Prophet journalism: Where do we draw the line?

At the end of each year, most people take stock of the past 365 days, looking at what they did and what they could do better in the coming year.

As the media, one of our biggest selling points has to be stories about prophets and their prophesies, some contentiously accurate, others wide off the mark.

“Prophet journalism” has been a controversial issue in the past year, with many querying the accuracy and objectiveness — themselves cornerstones of ethical journalism — of some of these stories.

While there has been an overwhelming response to preachers’ stories, the question is: Where do we draw the line between ethical journalism and what our readers want?

With Zimbabwe’s economy continuously hurtling on a downward trend, it is inevitable that people will resort to religion, as that is where they will get hope for either a better future or after-life.


As evidenced by people flocking to either prophets Walter Magaya or Emmanuel Makandiwa’s sermons, religion is now big in Zimbabwe and with it comes many opportunities.

At the risk of crossing the unpronounced ethical line, media houses, both electronic and print, have benefited from this religious frenzy, as their audiences grow each time there has been a prophecy.

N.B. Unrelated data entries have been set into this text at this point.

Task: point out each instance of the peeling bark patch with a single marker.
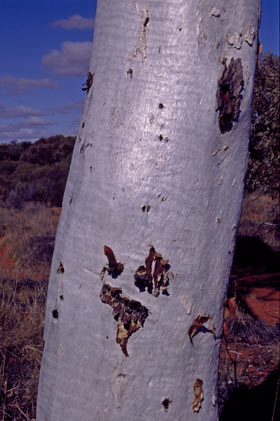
(198, 395)
(146, 208)
(165, 403)
(197, 326)
(129, 314)
(84, 146)
(60, 269)
(154, 275)
(114, 268)
(161, 138)
(55, 313)
(229, 98)
(142, 37)
(130, 73)
(88, 83)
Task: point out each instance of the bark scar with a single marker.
(229, 95)
(153, 275)
(198, 326)
(198, 395)
(114, 268)
(129, 314)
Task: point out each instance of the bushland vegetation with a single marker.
(35, 171)
(32, 182)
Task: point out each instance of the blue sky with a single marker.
(45, 50)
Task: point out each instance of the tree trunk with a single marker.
(133, 329)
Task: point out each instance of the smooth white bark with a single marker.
(150, 167)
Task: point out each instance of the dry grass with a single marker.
(26, 243)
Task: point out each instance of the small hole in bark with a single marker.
(146, 208)
(165, 403)
(55, 314)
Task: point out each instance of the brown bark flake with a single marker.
(153, 276)
(129, 314)
(229, 95)
(198, 395)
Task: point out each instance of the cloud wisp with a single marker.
(20, 111)
(74, 22)
(31, 128)
(18, 86)
(72, 60)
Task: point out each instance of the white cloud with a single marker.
(75, 107)
(72, 60)
(21, 85)
(20, 111)
(74, 22)
(32, 128)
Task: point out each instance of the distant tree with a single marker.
(264, 158)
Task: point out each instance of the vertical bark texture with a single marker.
(156, 177)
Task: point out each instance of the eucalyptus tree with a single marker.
(146, 236)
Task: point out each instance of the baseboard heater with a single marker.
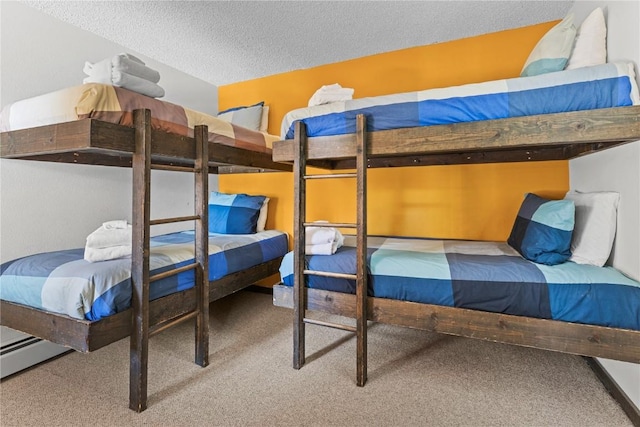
(24, 353)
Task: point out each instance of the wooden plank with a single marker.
(564, 337)
(361, 262)
(299, 238)
(201, 195)
(95, 142)
(141, 203)
(610, 125)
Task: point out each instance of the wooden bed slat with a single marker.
(95, 142)
(86, 336)
(564, 135)
(574, 338)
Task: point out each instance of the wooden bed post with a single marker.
(139, 342)
(361, 266)
(300, 190)
(201, 189)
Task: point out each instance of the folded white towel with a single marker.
(322, 240)
(110, 234)
(331, 93)
(105, 254)
(130, 82)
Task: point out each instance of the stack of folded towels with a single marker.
(331, 93)
(126, 71)
(322, 240)
(111, 240)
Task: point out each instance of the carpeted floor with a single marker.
(415, 378)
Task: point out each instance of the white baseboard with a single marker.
(22, 352)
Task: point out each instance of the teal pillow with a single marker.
(553, 50)
(234, 213)
(543, 229)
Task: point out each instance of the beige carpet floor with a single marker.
(415, 379)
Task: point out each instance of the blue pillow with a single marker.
(542, 230)
(234, 213)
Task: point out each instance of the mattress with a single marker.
(601, 86)
(63, 282)
(116, 105)
(486, 276)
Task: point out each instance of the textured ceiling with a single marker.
(224, 42)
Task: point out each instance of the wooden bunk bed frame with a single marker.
(542, 137)
(94, 142)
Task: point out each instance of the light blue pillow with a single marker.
(542, 230)
(553, 50)
(249, 117)
(234, 213)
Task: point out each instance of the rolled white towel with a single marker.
(130, 82)
(105, 254)
(135, 68)
(330, 93)
(110, 234)
(122, 62)
(115, 224)
(322, 240)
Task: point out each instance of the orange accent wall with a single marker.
(467, 201)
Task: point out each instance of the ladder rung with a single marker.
(175, 168)
(331, 175)
(331, 224)
(171, 322)
(172, 272)
(330, 324)
(172, 220)
(331, 274)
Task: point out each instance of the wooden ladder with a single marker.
(299, 289)
(140, 270)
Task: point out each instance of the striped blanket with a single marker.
(486, 276)
(63, 282)
(601, 86)
(116, 105)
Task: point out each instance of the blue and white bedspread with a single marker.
(487, 276)
(601, 86)
(63, 282)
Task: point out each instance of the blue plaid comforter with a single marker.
(587, 88)
(487, 276)
(63, 282)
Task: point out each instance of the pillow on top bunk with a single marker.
(262, 217)
(249, 117)
(595, 226)
(590, 46)
(552, 52)
(234, 213)
(264, 121)
(542, 230)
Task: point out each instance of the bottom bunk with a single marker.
(483, 290)
(34, 290)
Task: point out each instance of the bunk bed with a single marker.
(363, 133)
(98, 124)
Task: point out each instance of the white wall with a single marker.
(617, 169)
(50, 206)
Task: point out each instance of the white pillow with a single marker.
(553, 50)
(262, 216)
(595, 226)
(590, 46)
(264, 122)
(248, 117)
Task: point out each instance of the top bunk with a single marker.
(93, 124)
(554, 116)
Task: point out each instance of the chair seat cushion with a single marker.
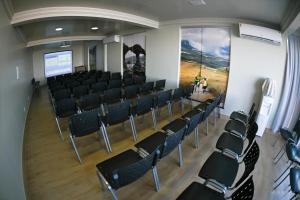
(239, 116)
(236, 127)
(197, 191)
(175, 126)
(220, 168)
(152, 142)
(231, 142)
(125, 158)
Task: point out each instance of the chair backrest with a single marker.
(116, 76)
(172, 141)
(178, 93)
(65, 107)
(251, 133)
(84, 123)
(144, 104)
(160, 84)
(118, 113)
(61, 94)
(89, 102)
(99, 87)
(130, 173)
(249, 160)
(147, 87)
(112, 95)
(193, 118)
(131, 91)
(245, 192)
(80, 91)
(162, 98)
(115, 83)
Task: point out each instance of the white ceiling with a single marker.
(270, 12)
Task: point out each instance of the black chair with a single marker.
(63, 109)
(147, 88)
(80, 91)
(145, 105)
(61, 94)
(131, 92)
(116, 76)
(164, 99)
(113, 95)
(116, 114)
(201, 191)
(191, 120)
(114, 84)
(89, 102)
(233, 144)
(99, 87)
(126, 168)
(160, 85)
(178, 96)
(84, 124)
(222, 169)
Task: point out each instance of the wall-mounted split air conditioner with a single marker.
(260, 33)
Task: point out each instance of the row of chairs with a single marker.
(132, 164)
(221, 168)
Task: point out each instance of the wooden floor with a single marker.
(51, 170)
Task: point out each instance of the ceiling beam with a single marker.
(84, 12)
(62, 39)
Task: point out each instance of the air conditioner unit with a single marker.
(114, 38)
(260, 33)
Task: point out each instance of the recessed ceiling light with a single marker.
(197, 2)
(59, 29)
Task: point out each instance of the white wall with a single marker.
(15, 96)
(251, 61)
(114, 57)
(38, 59)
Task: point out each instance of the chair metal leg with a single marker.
(133, 129)
(153, 118)
(75, 148)
(106, 140)
(59, 129)
(156, 178)
(180, 154)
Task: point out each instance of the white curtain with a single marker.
(289, 107)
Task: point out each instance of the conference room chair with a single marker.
(89, 102)
(63, 109)
(111, 96)
(147, 88)
(144, 105)
(178, 96)
(191, 120)
(164, 99)
(160, 85)
(201, 191)
(125, 168)
(80, 91)
(61, 94)
(221, 168)
(114, 83)
(235, 145)
(116, 114)
(99, 87)
(116, 76)
(84, 124)
(131, 92)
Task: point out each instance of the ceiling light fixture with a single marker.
(94, 28)
(59, 29)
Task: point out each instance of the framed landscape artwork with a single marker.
(205, 59)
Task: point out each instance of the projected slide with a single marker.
(58, 63)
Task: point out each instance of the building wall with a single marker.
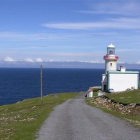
(110, 65)
(120, 82)
(104, 82)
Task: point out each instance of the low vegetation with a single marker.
(126, 97)
(21, 121)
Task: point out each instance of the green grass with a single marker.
(126, 97)
(123, 97)
(95, 94)
(115, 113)
(21, 121)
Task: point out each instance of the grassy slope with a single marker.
(21, 121)
(126, 97)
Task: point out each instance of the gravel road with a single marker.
(75, 120)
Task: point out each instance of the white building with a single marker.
(117, 80)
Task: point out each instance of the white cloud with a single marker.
(9, 59)
(119, 23)
(28, 60)
(39, 60)
(122, 7)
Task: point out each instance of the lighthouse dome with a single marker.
(111, 46)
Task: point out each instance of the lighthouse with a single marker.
(110, 59)
(117, 80)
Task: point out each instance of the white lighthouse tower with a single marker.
(117, 80)
(110, 59)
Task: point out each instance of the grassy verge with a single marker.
(115, 113)
(126, 97)
(21, 121)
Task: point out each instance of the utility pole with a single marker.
(41, 76)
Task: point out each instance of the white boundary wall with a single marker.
(120, 82)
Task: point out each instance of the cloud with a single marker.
(39, 60)
(118, 23)
(122, 7)
(9, 59)
(28, 60)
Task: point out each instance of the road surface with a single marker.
(75, 120)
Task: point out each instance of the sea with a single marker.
(17, 84)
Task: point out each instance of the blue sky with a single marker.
(36, 31)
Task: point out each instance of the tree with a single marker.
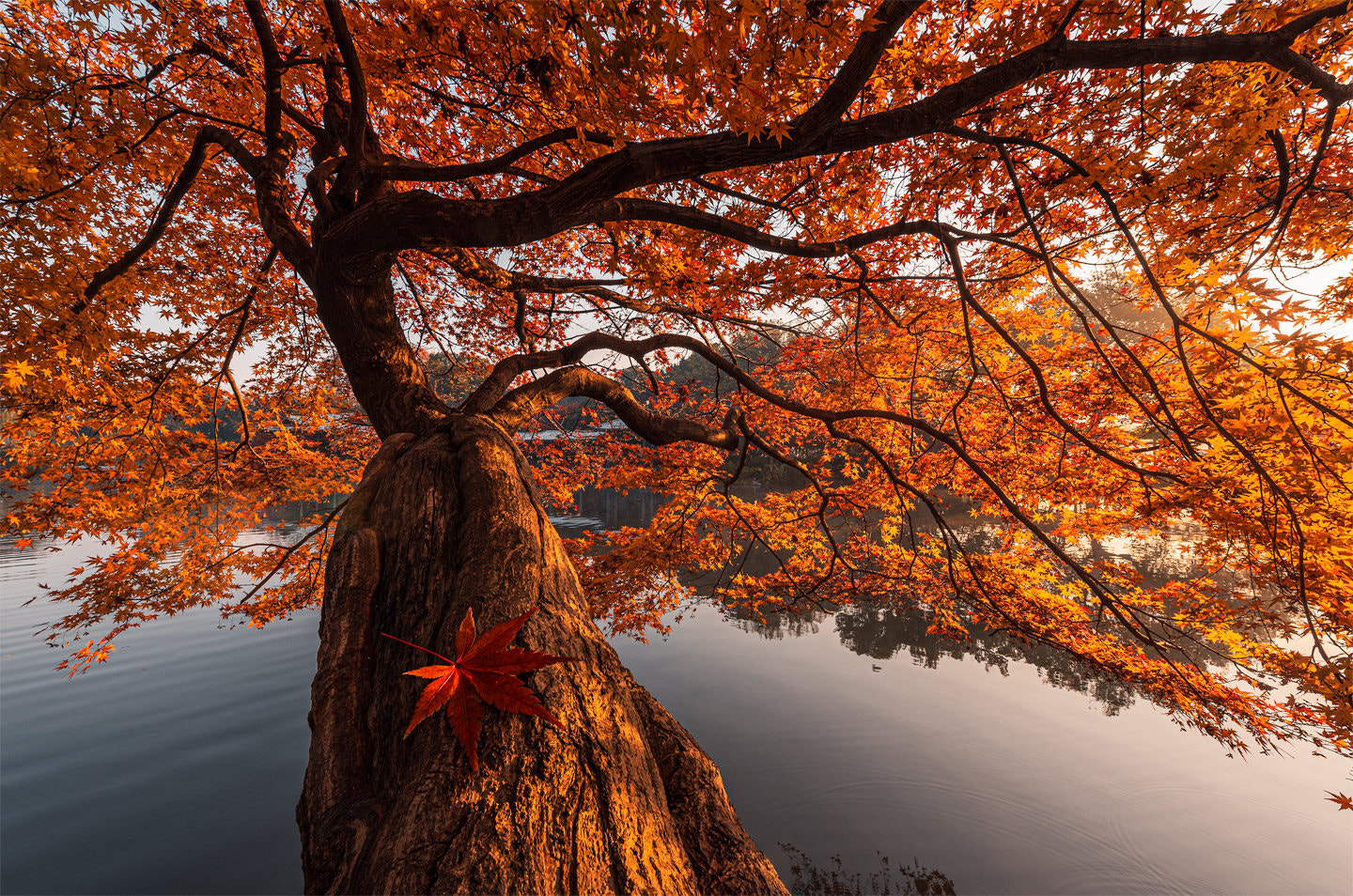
(910, 201)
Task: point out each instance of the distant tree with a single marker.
(898, 195)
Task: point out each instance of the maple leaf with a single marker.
(483, 672)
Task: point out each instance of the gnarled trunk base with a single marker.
(621, 800)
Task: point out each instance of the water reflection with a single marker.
(809, 878)
(882, 631)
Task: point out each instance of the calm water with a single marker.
(176, 766)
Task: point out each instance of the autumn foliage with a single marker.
(485, 672)
(998, 285)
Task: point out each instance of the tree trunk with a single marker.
(621, 800)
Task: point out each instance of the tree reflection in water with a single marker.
(808, 878)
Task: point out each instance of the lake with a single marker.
(176, 766)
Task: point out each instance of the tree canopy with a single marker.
(1002, 281)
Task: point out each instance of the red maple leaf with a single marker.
(483, 672)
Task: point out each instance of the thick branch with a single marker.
(707, 223)
(505, 371)
(396, 168)
(857, 70)
(178, 190)
(526, 401)
(418, 220)
(356, 82)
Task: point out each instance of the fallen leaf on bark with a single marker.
(483, 672)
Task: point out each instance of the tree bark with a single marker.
(620, 800)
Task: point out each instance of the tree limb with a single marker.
(524, 402)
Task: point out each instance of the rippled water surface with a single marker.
(176, 766)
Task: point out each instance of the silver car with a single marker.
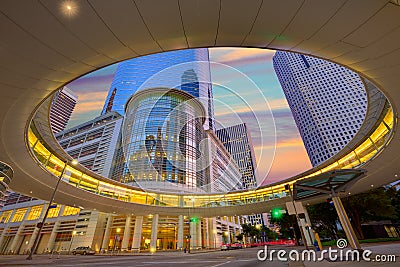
(83, 251)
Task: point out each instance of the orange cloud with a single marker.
(239, 53)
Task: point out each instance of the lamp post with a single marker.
(40, 225)
(297, 217)
(72, 238)
(215, 240)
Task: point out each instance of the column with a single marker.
(207, 234)
(106, 238)
(180, 232)
(154, 230)
(3, 234)
(36, 229)
(309, 231)
(234, 228)
(345, 222)
(137, 233)
(53, 235)
(16, 238)
(198, 234)
(127, 234)
(212, 232)
(193, 235)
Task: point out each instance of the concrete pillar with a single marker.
(345, 222)
(36, 229)
(308, 229)
(127, 234)
(154, 230)
(207, 234)
(212, 232)
(17, 236)
(198, 233)
(193, 235)
(16, 239)
(180, 232)
(106, 237)
(137, 233)
(3, 234)
(53, 235)
(234, 228)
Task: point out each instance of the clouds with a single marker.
(241, 95)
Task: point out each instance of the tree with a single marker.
(324, 219)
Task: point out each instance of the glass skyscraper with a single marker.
(187, 70)
(328, 102)
(162, 135)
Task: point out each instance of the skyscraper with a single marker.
(93, 143)
(237, 141)
(61, 109)
(187, 70)
(328, 102)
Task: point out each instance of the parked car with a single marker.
(224, 247)
(236, 246)
(83, 251)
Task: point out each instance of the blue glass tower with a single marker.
(187, 70)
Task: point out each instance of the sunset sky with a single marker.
(245, 89)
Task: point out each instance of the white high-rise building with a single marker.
(328, 102)
(63, 104)
(93, 143)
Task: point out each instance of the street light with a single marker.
(215, 239)
(40, 225)
(72, 238)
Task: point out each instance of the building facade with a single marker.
(223, 172)
(161, 139)
(93, 143)
(63, 104)
(188, 70)
(237, 141)
(328, 102)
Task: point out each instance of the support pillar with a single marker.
(53, 235)
(16, 239)
(345, 222)
(198, 234)
(234, 228)
(137, 233)
(193, 234)
(212, 232)
(309, 231)
(127, 234)
(106, 237)
(154, 230)
(180, 232)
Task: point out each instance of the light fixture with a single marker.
(69, 8)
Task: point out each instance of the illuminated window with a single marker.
(5, 216)
(54, 212)
(19, 215)
(70, 211)
(34, 213)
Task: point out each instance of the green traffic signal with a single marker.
(276, 213)
(194, 219)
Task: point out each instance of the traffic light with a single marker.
(276, 213)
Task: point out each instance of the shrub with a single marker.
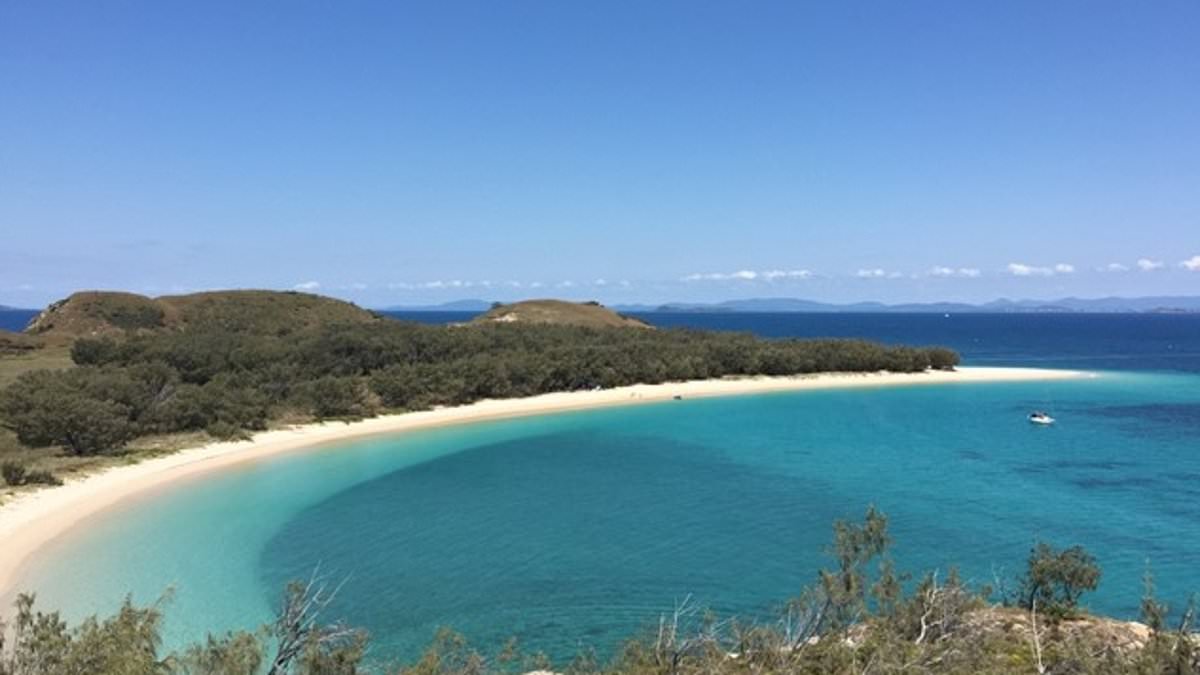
(1055, 580)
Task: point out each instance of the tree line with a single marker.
(859, 615)
(232, 382)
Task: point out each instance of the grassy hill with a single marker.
(559, 312)
(94, 314)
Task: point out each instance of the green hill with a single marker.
(559, 312)
(94, 314)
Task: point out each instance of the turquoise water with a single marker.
(582, 527)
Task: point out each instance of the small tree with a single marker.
(1055, 580)
(846, 587)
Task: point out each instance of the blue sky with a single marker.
(630, 151)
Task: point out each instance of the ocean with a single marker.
(579, 529)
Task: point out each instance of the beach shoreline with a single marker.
(33, 520)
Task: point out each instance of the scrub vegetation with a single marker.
(858, 616)
(228, 364)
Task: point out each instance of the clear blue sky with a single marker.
(396, 153)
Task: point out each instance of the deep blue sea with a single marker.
(16, 320)
(577, 529)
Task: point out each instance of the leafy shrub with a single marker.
(1055, 580)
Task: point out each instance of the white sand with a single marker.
(33, 519)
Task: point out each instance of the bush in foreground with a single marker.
(857, 617)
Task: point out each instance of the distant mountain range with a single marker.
(455, 306)
(1163, 304)
(1153, 304)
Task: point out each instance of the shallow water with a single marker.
(581, 527)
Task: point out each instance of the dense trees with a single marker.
(1055, 580)
(229, 381)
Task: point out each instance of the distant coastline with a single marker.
(1149, 304)
(34, 519)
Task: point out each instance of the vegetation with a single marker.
(857, 617)
(559, 312)
(232, 363)
(1055, 580)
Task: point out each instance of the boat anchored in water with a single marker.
(1038, 417)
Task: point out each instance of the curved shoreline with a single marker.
(35, 519)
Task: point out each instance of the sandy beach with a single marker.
(34, 519)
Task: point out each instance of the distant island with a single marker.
(99, 371)
(1149, 304)
(1153, 304)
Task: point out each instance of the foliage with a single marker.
(934, 626)
(237, 365)
(1055, 580)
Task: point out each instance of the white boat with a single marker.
(1039, 417)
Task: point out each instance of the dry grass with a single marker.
(12, 365)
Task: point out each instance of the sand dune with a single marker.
(34, 519)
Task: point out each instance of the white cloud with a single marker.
(1021, 269)
(963, 272)
(773, 274)
(741, 275)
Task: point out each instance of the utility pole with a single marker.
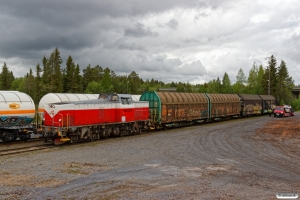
(269, 81)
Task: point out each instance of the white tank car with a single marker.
(136, 97)
(17, 111)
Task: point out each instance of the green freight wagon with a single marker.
(251, 104)
(174, 109)
(223, 106)
(269, 102)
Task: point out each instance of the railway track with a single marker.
(5, 152)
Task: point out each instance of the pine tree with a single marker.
(226, 84)
(54, 63)
(241, 81)
(285, 84)
(38, 84)
(29, 83)
(269, 82)
(70, 84)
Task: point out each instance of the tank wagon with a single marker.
(173, 109)
(115, 115)
(17, 111)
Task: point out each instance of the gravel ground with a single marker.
(252, 158)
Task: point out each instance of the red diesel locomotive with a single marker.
(110, 115)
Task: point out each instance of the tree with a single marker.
(269, 82)
(93, 88)
(214, 86)
(226, 84)
(241, 80)
(134, 83)
(70, 84)
(7, 78)
(106, 81)
(91, 74)
(78, 80)
(29, 84)
(38, 84)
(54, 63)
(46, 77)
(285, 84)
(18, 84)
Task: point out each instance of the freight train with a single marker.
(78, 117)
(119, 115)
(17, 111)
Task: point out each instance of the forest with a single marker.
(51, 77)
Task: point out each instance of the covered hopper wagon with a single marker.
(174, 109)
(17, 111)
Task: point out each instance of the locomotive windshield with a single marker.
(126, 100)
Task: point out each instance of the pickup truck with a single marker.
(283, 111)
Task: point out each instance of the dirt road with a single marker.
(253, 158)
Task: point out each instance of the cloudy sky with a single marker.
(168, 40)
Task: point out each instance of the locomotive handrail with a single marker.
(68, 120)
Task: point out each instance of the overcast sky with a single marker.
(168, 40)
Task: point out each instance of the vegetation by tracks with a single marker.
(5, 152)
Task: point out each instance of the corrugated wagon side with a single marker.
(251, 104)
(174, 109)
(269, 102)
(223, 105)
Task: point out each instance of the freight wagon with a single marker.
(174, 109)
(17, 111)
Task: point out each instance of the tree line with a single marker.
(51, 77)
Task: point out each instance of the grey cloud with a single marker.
(138, 30)
(173, 23)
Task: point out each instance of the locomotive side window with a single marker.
(125, 100)
(114, 98)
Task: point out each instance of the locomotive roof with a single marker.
(116, 98)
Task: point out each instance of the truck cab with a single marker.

However, of late there has been a number of fanciful and fantastical prophesies, some run by newspapers, which are, at the least, outrageous.

Bulawayo preacher Blessing Chiza has made a name for himself for making prophecies, but he has been off the mark far more than he has been accurate.

Preachers like Makandiwa and Magaya have also made vague forecasts, yet their popularity continues to soar.

There are number of Malawian prophets who have predicted President Robert Mugabe’s death, but so far they have been all wrong, yet such stories continue to be the most popular in most media outlets and with vast audiences.

There have also been popular stories like “miracle money”, while another preacher dished out “anointed condoms” without any hint of irony whatsoever.

This is the conundrum newspapers, including NewsDay, face. There is a market eager to read what popular prophets like TB Joshua say, but also, how do we prove the accuracy of their prophesies in advance?

We have nothing against prophets, but the basic tenets of journalism dictate that a story should have at least three sources for it to pass the accuracy test, yet in all these religious stories there is only one source — the prophet — and what they say can neither be proved nor disproved.

It is difficult to predict what route prophesies will take in the coming year, but it is time we took stock of how we report on prophet stories and how the readers have embraced them.

The dilemma that media houses face now is to reduce the prophet stories and lose a significant market, or keep them and have readers flocking in. Either way, this is the difficult position we find ourselves in.

At the end of the day, our wish is to provide accurate, balanced and objective news and as we take stock of last year and move into 2016, we hope to improve on these fronts.